Une séance d’analyse des pratiques ne se juge pas à ce qui s’y dit, mais à ce qui peut s’y dire. Voilà ce que six cycles animés en EHPAD nous ont appris.
Le premier réflexe, quand une équipe se réunit pour parler des situations difficiles, est de chercher une solution. C’est exactement ce qu’il faut empêcher.
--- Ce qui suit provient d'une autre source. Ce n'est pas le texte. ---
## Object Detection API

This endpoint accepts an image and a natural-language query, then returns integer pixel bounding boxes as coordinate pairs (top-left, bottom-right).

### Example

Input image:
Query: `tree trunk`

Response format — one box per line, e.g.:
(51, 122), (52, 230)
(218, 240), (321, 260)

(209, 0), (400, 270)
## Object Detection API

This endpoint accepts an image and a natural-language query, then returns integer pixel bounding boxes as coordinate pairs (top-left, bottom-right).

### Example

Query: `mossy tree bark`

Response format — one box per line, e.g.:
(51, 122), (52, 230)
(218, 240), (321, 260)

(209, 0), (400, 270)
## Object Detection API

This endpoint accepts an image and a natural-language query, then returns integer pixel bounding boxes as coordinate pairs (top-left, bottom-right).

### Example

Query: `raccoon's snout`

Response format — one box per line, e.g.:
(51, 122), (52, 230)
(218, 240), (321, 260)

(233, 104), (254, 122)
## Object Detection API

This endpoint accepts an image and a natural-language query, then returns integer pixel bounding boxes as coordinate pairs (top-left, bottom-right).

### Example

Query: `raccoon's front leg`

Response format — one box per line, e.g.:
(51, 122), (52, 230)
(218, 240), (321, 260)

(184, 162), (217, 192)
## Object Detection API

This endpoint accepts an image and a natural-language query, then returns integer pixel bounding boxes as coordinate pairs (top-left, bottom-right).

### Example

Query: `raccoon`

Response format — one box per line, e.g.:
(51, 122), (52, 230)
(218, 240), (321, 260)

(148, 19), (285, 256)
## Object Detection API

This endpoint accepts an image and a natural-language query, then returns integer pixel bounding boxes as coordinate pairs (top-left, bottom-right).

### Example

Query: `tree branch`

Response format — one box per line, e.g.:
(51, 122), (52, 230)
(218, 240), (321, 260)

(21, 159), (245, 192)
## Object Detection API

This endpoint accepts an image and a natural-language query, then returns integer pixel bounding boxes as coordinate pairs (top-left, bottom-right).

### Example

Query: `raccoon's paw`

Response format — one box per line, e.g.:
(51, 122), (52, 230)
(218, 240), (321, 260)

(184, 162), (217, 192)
Le temps de la recherche de solution arrive plus tard, et seulement si le groupe le décide.
Le cadre avant le contenu
Trois règles, énoncées à voix haute au début de chaque séance, et rappelées sans exception : ce qui est dit dans la salle reste dans la salle ; personne n’est interrompu ; aucun avis n’est demandé tant que le récit n’est pas terminé.
On parle enfin des situations difficiles sans jugement, et cela se voit dans la qualité des soins.
Dr Karim B., médecin coordinateur
Les trois erreurs qui font échouer un cycle
Faire animer la séance par le responsable hiérarchique
La parole ne se libère pas devant celui qui évalue. L’animation revient à un tiers, formé, extérieur à la ligne hiérarchique. C’est la condition la moins négociable des trois.
Ouvrir le groupe en cours de cycle
Un groupe qui change de composition recommence à zéro. Les six séances se font avec les mêmes personnes, ou elles ne produisent rien.
Rendre compte à la direction
Un compte rendu, même anonymisé, suffit à refermer la parole. Ce qui remonte, c’est l’existence du dispositif et sa fréquentation. Rien d’autre.
Le reste — la méthode d’analyse, les grilles, les supports — compte beaucoup moins qu’on ne le croit. Notre cycle d’analyse des pratiques repose sur ces trois conditions et sur rien de plus sophistiqué.